Jung recounts an example of a synchronicity that has always fascinated me:
A certain M. Deschamps, when a boy in Orléans, was once given a piece of plum-pudding by a M. de Fortgibu. Ten years later he discovered another plum-pudding in a Paris restaurant, and asked if he could have a piece. It turned out, however, that the plum-pudding was already ordered—by M. de Fortgibu. Many years afterwards M. Deschamps was invited to partake of a plum-pudding as a special rarity. While he was eating it he remarked that the only thing lacking was M. de Fortgibu. At that moment the door opened and an old, old man in the last stages of deterioration walked in: M. de Fortgibu, who had got hold of the wrong address and burst in on the party by mistake.
—Synchronicity, C.G. Jung
So numbers are weird, yes, and some coincidences—such as the journey of a plum pudding in Paris or finding yourself obsessed with a number and dying in a hospital room with that number on the door—are so intriguing that you can’t help but ask different questions.
This is what real magic is all about.
The plum pudding story -amazing! These synchronicities are probably all around us but we don’t notice most of them…but when we do 👀!

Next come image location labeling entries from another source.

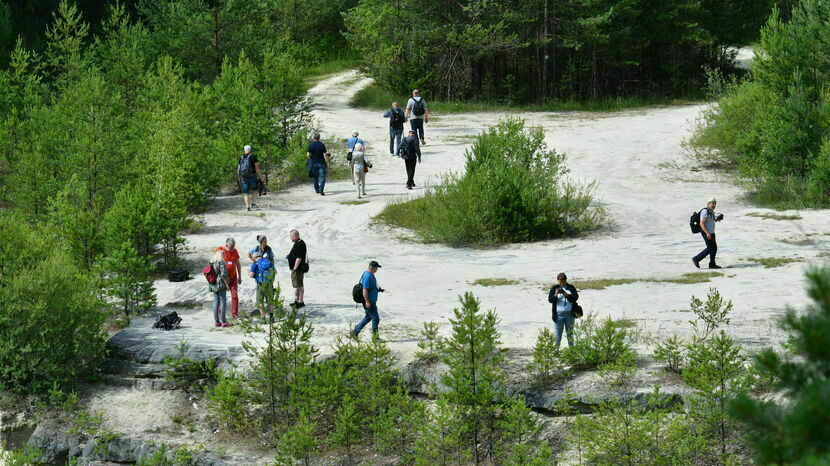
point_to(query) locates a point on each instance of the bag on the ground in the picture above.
(418, 107)
(168, 321)
(357, 293)
(246, 168)
(178, 275)
(210, 274)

For as long as I can remember I have always loved the number 9. I am born on the 9/9 and apparently my numerology also happens to be 9. My Buddhist father always used to say this meant I was one away from enlightenment which would make me laugh. My teacher recently shared some writing from Von Franz who cites an Arab alchemist known as "Senior," which associates Sagittarius with the peak of the alchemical process though "the washing of the seven stars nine times,". Which I found interesting as most of my planets are in the 9th house And I also learned about Virgo’s association with 9 through wholeness and the hermit card for example. And is funny how something as a child I liked for no discernible reason, keeps echoing back to me in this rich web.